The perpetrator would wedge himself
beneath a potential victim’s vehicle,
striking the moment a sneakered or sandaled foot
entered his line of vision.
With the victim momentarily disabled,
the perpetrator would snatch her off the ground,
toss her into a nearby idling van−
white and without windows,
the never-to-be trusted vans of our childhood−
and give his accomplice the green light
to hightail it to the operation’s nearest headquarters.
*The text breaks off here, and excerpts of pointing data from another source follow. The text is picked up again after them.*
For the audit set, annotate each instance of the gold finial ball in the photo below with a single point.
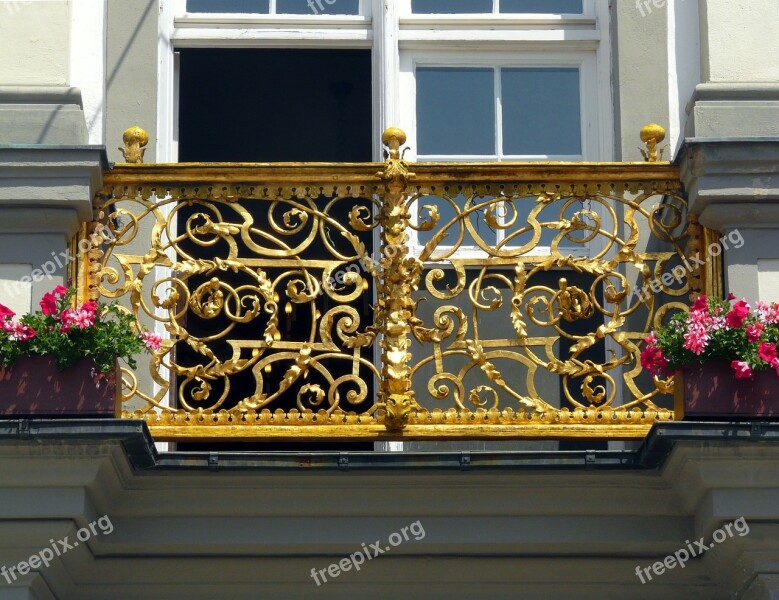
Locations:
(135, 135)
(653, 131)
(394, 133)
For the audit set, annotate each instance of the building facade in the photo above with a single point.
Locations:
(244, 103)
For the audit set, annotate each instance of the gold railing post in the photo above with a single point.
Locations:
(398, 278)
(135, 140)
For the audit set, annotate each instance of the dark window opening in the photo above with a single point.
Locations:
(269, 105)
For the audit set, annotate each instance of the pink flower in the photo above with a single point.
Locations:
(80, 319)
(697, 336)
(90, 307)
(49, 304)
(742, 369)
(737, 314)
(767, 352)
(763, 310)
(700, 304)
(653, 360)
(22, 332)
(6, 313)
(152, 340)
(754, 332)
(696, 340)
(60, 291)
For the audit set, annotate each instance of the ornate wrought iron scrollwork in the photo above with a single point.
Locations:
(494, 284)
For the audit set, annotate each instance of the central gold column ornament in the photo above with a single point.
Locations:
(652, 135)
(398, 279)
(135, 140)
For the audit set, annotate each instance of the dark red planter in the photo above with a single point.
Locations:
(711, 390)
(34, 387)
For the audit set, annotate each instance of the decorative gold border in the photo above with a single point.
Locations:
(412, 424)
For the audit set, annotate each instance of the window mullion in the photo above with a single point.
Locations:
(499, 135)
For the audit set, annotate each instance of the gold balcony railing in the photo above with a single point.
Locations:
(500, 300)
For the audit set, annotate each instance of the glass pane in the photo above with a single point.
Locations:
(318, 7)
(455, 111)
(541, 111)
(237, 6)
(541, 6)
(451, 7)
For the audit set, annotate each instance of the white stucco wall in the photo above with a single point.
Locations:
(742, 38)
(34, 42)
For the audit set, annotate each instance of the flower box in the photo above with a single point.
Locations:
(34, 387)
(724, 359)
(709, 390)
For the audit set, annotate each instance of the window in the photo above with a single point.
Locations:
(486, 80)
(500, 112)
(496, 6)
(285, 7)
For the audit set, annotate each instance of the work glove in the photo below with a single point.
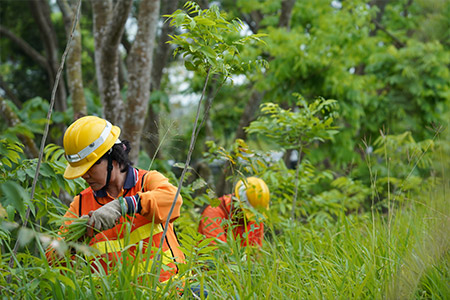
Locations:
(105, 217)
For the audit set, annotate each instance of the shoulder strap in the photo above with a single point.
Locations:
(79, 205)
(143, 181)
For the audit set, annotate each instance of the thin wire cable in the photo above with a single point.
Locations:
(47, 126)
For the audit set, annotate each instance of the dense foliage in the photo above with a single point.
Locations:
(342, 108)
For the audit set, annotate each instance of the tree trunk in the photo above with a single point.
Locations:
(73, 61)
(12, 120)
(41, 13)
(139, 74)
(9, 93)
(150, 142)
(109, 22)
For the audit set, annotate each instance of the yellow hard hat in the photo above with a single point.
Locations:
(85, 142)
(254, 191)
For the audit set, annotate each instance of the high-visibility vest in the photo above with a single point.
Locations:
(212, 224)
(134, 232)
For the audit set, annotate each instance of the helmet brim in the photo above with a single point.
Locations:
(79, 169)
(75, 172)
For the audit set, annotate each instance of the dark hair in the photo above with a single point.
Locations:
(119, 153)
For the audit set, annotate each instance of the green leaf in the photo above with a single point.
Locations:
(15, 195)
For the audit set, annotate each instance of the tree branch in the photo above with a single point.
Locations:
(139, 73)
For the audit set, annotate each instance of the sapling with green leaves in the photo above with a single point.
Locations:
(210, 45)
(297, 129)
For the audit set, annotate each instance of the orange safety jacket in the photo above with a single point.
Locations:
(156, 195)
(212, 224)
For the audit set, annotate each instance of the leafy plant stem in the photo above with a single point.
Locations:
(297, 170)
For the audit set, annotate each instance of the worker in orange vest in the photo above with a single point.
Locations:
(127, 207)
(234, 213)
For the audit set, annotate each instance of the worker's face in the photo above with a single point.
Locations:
(96, 175)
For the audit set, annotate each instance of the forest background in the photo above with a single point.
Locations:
(342, 107)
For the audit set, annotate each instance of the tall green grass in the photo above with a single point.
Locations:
(358, 257)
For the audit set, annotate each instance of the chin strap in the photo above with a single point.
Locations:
(109, 169)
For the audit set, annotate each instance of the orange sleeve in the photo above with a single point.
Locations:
(157, 198)
(255, 234)
(211, 223)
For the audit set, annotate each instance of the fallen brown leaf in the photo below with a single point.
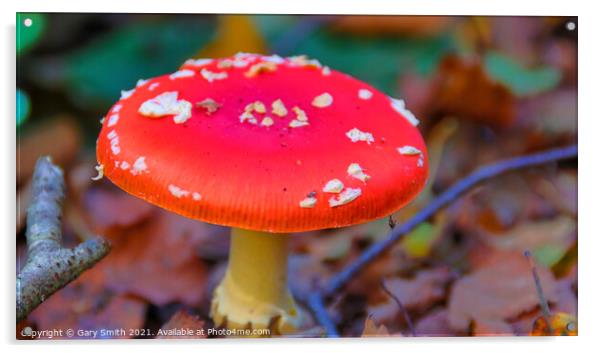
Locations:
(84, 304)
(462, 88)
(419, 292)
(500, 289)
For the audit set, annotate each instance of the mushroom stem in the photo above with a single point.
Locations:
(254, 292)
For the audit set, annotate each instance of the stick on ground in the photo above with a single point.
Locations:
(49, 266)
(317, 301)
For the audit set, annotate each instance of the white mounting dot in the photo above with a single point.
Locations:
(571, 26)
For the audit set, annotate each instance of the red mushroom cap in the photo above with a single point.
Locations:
(264, 143)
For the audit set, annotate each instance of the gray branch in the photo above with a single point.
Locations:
(49, 266)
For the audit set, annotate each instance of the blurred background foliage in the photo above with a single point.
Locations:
(485, 88)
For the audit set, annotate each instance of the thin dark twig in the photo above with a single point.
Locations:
(543, 302)
(317, 300)
(402, 308)
(453, 193)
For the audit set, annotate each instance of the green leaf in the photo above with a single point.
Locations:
(27, 37)
(94, 75)
(418, 243)
(521, 80)
(377, 60)
(549, 254)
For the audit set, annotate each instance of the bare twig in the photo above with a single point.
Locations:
(317, 301)
(543, 302)
(402, 308)
(49, 266)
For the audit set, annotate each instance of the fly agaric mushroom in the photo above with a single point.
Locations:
(268, 146)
Always, these tall tales bore holes
as raggedy-edged as our hearts.
Most made it out alive,
hobbling and hysterical as blood spurted from
an area of the body so taken for granted.
We knew none of the victims,
dead or alive.
Poolside,
bracing our eyes against the sun,
we dizzied ourselves with images of
body-less ankles leaping and bounding in midair,
healed ankles with scars identical to
the ghostly stretch marks
marking the insides of our thighs.
To sport ankle bracelets
felt a most grievous sin.
We concocted ways to protect our ankles
so that the mall could be visited after sundown:
borrowed soccer shin guards,
swinging our legs into our vehicles
as opposed to lifting them one by one.
We stocked up on pepper spray,
our jingling keychains now anchored
by flashes of burning pink.
We parked beneath parking lot lights
and near entrances.
We brought along brothers and boyfriends.
We eyed their meaty, flawless ankles with envy,
thought,
They’ll never bear a scar.
Christine Naprava is a writer from South Jersey. Her work has appeared or is forthcoming in Contrary Magazine, Kissing Dynamite, The Friday Poem, Thin Air Online, Drunk Monkeys, and Overheard Lit, among others. You can find her on Twitter @CNaprava and Instagram @cnaprava.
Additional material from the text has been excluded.